Our study has several strengths, including large size, randomised design, evaluation of α-tocopherol or β-carotene supplementation separately, long-term follow-up over 24 years, minimal loss to follow-up, and information on major liver cancer risk factors including HBV, HCV, alcohol, and diabetes. Limitations included the modest numbers of liver cancer cases and deaths from CLD; the primary purpose of the ATBC Study was to evaluate whether these supplements could reduce the lung cancer risk. We lacked information about fibrosis and NASH at baseline and also about incident liver disease. However, ATBC excluded subjects with a baseline history of cirrhosis or alcoholism. As ATBC was conducted among Finnish male smokers, our results may not apply to other populations. Finally, liver cancer incidence and mortality from CLD were not primary end points of ATBC, and we examined numerous subgroups. Thus findings in subgroups may well be due to chance.

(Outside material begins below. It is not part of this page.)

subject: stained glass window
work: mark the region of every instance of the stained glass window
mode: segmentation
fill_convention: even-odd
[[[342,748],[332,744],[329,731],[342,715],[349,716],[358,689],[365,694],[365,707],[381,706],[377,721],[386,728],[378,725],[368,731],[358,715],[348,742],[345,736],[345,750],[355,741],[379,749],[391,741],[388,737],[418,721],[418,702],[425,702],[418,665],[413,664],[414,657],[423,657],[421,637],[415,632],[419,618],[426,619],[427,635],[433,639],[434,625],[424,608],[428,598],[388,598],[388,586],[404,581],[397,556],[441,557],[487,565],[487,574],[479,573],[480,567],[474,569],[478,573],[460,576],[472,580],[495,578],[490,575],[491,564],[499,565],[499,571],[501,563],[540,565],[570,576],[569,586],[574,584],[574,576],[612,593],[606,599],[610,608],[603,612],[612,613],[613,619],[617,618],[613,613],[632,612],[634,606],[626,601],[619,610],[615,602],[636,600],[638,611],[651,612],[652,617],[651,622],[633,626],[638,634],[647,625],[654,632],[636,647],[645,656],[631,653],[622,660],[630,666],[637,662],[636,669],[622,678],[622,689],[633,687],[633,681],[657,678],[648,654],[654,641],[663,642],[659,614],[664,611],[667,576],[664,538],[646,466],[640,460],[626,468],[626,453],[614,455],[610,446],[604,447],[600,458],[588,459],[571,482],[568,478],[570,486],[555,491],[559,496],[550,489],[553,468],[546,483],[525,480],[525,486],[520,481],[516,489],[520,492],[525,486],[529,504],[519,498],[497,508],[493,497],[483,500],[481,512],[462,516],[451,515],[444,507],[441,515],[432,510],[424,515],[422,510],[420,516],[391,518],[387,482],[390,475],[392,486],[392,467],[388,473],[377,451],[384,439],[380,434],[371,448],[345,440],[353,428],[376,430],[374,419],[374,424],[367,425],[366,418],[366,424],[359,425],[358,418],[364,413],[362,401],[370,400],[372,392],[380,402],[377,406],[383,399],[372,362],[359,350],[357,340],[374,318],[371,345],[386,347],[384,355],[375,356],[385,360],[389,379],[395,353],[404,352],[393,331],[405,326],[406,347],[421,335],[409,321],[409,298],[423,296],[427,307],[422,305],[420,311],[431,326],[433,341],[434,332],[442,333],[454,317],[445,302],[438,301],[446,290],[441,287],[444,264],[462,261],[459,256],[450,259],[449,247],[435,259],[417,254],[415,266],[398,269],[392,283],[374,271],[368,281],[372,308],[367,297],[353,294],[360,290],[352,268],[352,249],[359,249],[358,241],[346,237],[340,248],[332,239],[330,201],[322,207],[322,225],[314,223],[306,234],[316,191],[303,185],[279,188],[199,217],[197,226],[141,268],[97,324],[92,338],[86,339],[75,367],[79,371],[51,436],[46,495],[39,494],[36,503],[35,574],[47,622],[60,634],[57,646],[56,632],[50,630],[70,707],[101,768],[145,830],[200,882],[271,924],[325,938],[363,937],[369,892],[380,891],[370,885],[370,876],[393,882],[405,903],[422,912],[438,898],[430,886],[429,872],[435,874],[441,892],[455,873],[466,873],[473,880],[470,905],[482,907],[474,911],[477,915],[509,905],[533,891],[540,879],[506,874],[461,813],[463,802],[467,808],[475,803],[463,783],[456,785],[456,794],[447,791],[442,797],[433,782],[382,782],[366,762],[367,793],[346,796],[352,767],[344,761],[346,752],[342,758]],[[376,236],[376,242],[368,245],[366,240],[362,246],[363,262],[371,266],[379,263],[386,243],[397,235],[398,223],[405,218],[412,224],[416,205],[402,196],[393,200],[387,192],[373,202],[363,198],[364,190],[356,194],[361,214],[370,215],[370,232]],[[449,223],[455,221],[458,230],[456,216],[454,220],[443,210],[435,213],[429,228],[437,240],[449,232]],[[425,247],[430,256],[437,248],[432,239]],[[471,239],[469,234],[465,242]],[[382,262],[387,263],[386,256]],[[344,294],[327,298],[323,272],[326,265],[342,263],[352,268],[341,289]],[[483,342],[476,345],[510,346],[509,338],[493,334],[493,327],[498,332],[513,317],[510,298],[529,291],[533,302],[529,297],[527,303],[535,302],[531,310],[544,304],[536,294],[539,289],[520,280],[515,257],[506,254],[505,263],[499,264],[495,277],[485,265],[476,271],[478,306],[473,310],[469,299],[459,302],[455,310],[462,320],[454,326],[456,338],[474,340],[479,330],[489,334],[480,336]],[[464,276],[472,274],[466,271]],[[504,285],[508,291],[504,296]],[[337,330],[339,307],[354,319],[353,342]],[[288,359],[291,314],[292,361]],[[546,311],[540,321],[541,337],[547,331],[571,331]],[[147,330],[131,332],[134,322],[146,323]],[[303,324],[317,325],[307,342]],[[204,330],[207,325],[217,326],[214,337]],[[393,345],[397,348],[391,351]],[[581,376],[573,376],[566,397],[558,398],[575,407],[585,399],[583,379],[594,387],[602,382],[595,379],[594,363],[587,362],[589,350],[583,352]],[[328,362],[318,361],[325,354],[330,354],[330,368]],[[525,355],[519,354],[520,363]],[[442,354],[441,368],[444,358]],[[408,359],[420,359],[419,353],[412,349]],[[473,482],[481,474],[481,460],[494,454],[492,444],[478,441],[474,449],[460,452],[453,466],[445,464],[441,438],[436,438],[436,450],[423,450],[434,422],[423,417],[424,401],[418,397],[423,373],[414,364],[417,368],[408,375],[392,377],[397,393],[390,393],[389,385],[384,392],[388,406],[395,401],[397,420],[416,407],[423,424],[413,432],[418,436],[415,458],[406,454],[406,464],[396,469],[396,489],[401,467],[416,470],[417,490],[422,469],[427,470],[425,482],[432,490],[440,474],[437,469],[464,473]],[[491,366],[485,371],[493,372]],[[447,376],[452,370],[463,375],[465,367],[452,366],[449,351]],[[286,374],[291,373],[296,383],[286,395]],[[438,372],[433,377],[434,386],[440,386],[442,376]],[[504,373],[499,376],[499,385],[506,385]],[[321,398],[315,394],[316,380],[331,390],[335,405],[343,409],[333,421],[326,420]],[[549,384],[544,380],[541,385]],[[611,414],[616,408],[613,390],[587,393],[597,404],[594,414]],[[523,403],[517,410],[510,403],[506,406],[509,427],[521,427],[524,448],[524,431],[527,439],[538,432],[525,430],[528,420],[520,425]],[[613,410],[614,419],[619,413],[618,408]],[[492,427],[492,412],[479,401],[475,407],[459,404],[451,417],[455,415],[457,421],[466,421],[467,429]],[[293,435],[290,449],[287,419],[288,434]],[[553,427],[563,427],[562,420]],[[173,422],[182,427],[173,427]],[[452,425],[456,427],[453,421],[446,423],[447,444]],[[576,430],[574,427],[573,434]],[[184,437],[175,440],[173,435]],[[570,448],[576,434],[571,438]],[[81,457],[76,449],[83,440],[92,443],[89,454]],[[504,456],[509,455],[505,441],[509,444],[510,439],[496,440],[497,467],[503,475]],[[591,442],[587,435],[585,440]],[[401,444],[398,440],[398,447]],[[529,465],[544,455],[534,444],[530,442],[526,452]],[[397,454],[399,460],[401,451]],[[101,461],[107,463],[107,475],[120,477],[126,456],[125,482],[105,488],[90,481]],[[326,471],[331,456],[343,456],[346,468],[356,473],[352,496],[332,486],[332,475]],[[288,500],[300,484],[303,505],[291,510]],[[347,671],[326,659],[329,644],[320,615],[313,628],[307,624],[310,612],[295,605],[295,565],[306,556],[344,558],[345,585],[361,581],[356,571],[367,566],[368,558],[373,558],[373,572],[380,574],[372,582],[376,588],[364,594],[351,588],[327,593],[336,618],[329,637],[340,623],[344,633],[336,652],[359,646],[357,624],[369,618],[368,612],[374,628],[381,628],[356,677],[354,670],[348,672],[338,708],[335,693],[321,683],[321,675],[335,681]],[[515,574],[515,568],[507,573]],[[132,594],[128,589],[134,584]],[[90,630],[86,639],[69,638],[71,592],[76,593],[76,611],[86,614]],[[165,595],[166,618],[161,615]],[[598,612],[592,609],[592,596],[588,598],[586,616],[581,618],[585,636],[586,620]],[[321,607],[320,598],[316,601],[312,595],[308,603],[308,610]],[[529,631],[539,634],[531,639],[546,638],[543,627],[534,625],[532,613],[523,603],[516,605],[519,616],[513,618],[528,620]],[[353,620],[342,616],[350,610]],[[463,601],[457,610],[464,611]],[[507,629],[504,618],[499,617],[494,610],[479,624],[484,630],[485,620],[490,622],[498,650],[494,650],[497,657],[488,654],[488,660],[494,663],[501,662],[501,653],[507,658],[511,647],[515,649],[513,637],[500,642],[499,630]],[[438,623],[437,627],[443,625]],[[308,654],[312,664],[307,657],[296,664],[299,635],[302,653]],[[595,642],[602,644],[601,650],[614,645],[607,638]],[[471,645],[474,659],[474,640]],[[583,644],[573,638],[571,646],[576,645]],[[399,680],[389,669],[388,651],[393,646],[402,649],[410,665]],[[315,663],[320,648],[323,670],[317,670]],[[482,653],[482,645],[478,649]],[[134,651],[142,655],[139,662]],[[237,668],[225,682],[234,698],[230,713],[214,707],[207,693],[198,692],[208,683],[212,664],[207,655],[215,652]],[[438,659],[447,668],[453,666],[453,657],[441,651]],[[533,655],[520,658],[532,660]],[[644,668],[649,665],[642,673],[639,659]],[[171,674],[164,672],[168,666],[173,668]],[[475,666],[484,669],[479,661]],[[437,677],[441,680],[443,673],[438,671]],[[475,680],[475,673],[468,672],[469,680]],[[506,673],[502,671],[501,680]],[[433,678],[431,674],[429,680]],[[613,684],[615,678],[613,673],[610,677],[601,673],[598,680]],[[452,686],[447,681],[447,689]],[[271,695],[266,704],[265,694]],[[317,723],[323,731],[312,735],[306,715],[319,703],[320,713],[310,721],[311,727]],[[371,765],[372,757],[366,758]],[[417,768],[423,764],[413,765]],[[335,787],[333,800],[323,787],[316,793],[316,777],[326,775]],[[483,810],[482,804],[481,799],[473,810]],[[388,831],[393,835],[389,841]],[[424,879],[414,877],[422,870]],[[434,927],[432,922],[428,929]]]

In summary, in a large randomised trial, α-tocopherol and β-carotene supplementation had no overall effect on the incidence of liver cancer or on mortality from CLD over the course of 24 years of follow-up either during the intervention period or in the post-intervention follow-up period. Effects were noted in certain subgroups of baseline diabetes status, but these findings were based on a small number of cases. Future studies are needed to examine these subgroup findings, as they may be due to chance.